The HDPB concept has enabled a 1000L disposable bioreactor (reaching 3-4 fold higher cell densities with respect to fed batch) to produce the same mass, or greater, as a traditional ~10,000L bioreactor. The flexible nature of the facility enable a fast turn-around and the use of different cell retention devices (e.g. ATF, TFF). Both cell retention devices were evaluated in our HDPB continuous process at lab and manufacturing scale. The filtration technologies (ATF/TFF) were aligned at lab scale using common engineering criteria resulting in a comparable growth, productivity and product quality, while at manufacturing scale different operation strategies were evaluated in order to improve the process robustness. Overall interchangeability between ATF and TFF was demonstrated, though TFF showed significant advantage when comes to operation flexibility and simplicity.

The HDPB processes have been developed at lab scale for multiple products, including 1 NBE (new biological entity) and 2 Legacy molecules. Each of the HDPB processes demonstrated consistent process performance and product quality at manufacturing scale and on average delivered 6-10 fold more product, per liter reactor, relative a commercial fed-batch bioreactor. Additionally, a scale-down model (SDM) was successfully qualified, which enabled the start of process characterization for one of the molecules.

Novartis efforts to keep growing the technology are strong and include SDM development, screening/optimizing cell retention technologies, as well as, improving the operation of the final scale, among others.
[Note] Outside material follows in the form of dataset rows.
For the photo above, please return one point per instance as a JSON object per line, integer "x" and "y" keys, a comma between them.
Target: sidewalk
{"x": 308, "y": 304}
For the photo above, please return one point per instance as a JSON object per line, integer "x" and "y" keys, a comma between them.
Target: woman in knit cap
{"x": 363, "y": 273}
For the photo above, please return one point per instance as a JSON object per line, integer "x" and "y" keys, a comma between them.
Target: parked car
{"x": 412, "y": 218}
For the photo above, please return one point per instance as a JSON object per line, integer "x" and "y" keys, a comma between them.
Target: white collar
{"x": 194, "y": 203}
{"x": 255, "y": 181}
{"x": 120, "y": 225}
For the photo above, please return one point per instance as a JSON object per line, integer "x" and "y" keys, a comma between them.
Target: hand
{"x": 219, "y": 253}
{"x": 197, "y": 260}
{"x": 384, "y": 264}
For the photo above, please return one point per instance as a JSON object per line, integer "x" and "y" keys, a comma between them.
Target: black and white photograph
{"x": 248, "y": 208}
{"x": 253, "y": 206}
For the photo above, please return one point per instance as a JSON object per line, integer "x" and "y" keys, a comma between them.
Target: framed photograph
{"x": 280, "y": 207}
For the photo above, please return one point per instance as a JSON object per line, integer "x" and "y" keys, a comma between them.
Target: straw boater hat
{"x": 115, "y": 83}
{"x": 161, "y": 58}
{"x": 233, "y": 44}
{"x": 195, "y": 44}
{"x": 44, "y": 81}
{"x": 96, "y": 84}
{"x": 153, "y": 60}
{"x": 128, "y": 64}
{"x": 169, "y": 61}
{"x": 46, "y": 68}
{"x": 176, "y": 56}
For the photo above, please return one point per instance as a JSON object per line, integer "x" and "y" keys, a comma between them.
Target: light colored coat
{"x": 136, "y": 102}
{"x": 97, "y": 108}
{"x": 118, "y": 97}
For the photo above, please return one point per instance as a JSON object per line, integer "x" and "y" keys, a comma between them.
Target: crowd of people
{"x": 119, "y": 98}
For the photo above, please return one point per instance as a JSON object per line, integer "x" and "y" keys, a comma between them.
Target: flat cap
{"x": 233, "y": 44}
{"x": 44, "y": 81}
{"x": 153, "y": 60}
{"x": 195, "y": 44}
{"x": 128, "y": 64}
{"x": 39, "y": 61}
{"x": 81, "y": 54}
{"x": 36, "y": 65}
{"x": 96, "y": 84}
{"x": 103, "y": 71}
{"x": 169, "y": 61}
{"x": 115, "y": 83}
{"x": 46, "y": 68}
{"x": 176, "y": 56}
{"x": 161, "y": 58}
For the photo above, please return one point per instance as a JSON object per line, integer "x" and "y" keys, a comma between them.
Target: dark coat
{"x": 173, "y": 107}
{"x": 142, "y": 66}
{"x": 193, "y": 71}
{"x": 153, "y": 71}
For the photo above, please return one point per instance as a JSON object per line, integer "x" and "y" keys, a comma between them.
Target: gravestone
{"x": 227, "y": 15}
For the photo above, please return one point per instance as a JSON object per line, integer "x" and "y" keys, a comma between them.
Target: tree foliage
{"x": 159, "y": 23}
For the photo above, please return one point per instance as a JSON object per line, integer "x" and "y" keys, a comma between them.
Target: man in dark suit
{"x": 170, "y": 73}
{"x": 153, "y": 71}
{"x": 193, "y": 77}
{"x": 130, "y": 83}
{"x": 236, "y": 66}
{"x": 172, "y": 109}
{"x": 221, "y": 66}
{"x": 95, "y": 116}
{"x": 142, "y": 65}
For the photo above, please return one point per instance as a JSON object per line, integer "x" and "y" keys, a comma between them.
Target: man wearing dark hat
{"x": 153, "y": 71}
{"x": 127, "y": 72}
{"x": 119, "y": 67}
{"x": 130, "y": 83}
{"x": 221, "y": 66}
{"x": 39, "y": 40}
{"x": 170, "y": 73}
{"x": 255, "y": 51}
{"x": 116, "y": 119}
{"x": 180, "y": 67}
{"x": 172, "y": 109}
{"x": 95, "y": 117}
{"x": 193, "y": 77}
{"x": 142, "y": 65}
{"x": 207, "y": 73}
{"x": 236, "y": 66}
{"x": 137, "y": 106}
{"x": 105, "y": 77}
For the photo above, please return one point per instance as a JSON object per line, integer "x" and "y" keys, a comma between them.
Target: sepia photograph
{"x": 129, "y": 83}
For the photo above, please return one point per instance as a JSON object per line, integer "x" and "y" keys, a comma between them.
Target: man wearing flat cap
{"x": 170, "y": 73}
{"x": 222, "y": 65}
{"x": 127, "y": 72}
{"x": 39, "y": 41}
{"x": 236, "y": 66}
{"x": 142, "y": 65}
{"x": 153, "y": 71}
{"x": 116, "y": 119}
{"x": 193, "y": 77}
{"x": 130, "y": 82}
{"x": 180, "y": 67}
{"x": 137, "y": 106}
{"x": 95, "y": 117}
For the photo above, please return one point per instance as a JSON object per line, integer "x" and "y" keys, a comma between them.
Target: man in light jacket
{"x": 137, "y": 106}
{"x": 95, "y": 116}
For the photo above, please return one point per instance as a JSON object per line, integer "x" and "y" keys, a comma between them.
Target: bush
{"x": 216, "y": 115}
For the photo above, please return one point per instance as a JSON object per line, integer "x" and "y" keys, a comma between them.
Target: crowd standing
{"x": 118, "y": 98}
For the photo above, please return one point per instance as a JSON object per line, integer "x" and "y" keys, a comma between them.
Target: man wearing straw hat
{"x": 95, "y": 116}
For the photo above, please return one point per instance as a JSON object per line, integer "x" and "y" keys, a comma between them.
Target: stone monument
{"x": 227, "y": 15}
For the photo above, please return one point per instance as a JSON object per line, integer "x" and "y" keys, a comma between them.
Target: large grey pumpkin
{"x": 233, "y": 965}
The next step in our journey to re-imagine the development and manufacturing of biologics is to bring the program to the commercial stage, which ultimately will help us to reach our patients faster and more cost effectively.

[1] E.S. Langer, 11th Annual report and survey of biopharmaceutical manufacturing capacity and production—a study of biotherapeutic developers and contract manufacturing organizations, Rockville, MD, 2014.